FIG. 15 is a schematic block diagram of an encoder 400 provided by an embodiment of the present application.

As shown in Figure 15, the encoder 400 may include:

A determination unit 410, configured to determine the attribute quantization residual value of the first component, the attribute quantization residual value of the second component, and the attribute quantization residual value of the third component of the current point to be encoded in the current point cloud; wherein, the The first component is a U component, a V component, a G component or a B component;

An encoding unit 420, configured to sequentially encode the attribute quantized residual value of the first component, the attribute quantized residual value of the second component, and the attribute quantized residual value of the third component to obtain the code stream of the current point cloud .

In some embodiments, the determining unit 410 is also used to:

Get the attribute residual reconstruction value of each component;

Obtain the attribute prediction value of each component;

Obtain the cross-component prediction value of each component;

In some embodiments, the determining unit 410 is specifically configured to:

Find N predicted points for the current point within the range formed by the encoded points before the current point;

It should be noted that the encoder 400 can also be combined with the encoding framework shown in FIG. 4 , that is, units in the encoder 400 can be replaced or combined with relevant parts in the encoding framework. For example, the determining unit 410 can be used to implement the attribute prediction part in the encoding framework.

It should be understood that the device embodiment and the method embodiment may correspond to each other, and similar descriptions may refer to the method embodiment. To avoid repetition, details are not repeated here. Specifically, the decoder 300 may correspond to the corresponding subject in the method 100 of the embodiment of the present application, and each unit in the decoder 300 is to realize the corresponding process in the method 100, similarly, the encoder 400 may correspond to the execution The corresponding subjects in the method 200 in the embodiment of the present application, and each unit in the encoder 400 are to implement the corresponding processes in the method 200 respectively, and for the sake of brevity, details are not repeated here.

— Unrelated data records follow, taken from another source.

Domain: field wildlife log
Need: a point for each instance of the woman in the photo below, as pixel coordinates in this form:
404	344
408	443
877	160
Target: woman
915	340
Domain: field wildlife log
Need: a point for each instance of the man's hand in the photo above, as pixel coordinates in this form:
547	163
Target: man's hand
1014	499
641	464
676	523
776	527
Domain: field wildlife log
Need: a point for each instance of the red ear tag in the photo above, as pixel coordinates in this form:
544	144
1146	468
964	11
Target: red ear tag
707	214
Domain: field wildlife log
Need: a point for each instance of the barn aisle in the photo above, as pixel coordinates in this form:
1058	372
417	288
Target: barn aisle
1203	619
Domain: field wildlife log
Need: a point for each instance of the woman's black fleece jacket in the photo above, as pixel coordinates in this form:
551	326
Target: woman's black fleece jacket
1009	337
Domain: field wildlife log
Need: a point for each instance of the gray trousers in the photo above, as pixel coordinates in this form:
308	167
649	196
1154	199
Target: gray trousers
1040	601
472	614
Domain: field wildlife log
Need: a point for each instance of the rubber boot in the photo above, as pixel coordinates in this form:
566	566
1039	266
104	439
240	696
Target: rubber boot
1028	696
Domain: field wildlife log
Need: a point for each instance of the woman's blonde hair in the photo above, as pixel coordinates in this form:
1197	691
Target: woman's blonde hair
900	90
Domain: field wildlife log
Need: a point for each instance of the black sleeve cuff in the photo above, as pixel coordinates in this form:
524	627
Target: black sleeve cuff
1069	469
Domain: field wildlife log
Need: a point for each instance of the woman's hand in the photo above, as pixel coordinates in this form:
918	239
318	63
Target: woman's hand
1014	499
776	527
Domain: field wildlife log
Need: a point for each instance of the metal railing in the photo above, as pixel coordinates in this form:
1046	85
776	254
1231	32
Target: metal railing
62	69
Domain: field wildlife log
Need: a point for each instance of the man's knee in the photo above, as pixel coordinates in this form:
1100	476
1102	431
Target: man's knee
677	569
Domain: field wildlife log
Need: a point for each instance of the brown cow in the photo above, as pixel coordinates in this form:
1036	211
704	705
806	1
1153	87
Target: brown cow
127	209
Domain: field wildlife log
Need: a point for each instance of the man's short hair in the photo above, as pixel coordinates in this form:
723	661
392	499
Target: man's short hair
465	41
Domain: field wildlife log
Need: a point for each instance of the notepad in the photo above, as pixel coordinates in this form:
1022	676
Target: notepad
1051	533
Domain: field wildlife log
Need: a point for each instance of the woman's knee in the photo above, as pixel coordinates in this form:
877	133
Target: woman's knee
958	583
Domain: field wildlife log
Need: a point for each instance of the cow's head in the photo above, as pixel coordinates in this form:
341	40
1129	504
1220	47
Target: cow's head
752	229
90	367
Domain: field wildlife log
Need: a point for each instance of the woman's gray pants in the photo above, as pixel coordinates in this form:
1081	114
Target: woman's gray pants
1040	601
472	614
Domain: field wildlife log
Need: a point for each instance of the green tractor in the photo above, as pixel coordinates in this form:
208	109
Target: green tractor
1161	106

It should also be understood that the various units in the decoder 300 or the encoder 400 involved in the embodiment of the present application can be respectively or all combined into one or several other units to form, or some (some) units can be further disassembled. Divided into a plurality of functionally smaller units, this can achieve the same operation without affecting the realization of the technical effects of the embodiments of the present application. The above-mentioned units are divided based on logical functions. In practical applications, the functions of one unit may also be realized by multiple units, or the functions of multiple units may be realized by one unit. In other embodiments of the present application, the decoder 300 or the encoder 400 may also include other units. In practical applications, these functions may also be implemented with the assistance of other units, and may be implemented cooperatively by multiple units. According to another embodiment of the present application, a general-purpose computing device including a general-purpose computer such as a central processing unit (CPU), a random access storage medium (RAM), a read-only storage medium (ROM) and a storage element Run a computer program (including program code) capable of executing the steps involved in the corresponding method to construct the decoder 300 or encoder 400 involved in the embodiment of the present application, and realize the point cloud attribute prediction based on the embodiment of the present application Codec method. The computer program can be recorded in, for example, a computer-readable storage medium, and loaded on any electronic device with data processing capability through the computer-readable storage medium, and run in it to implement the corresponding method of the embodiment of the present application.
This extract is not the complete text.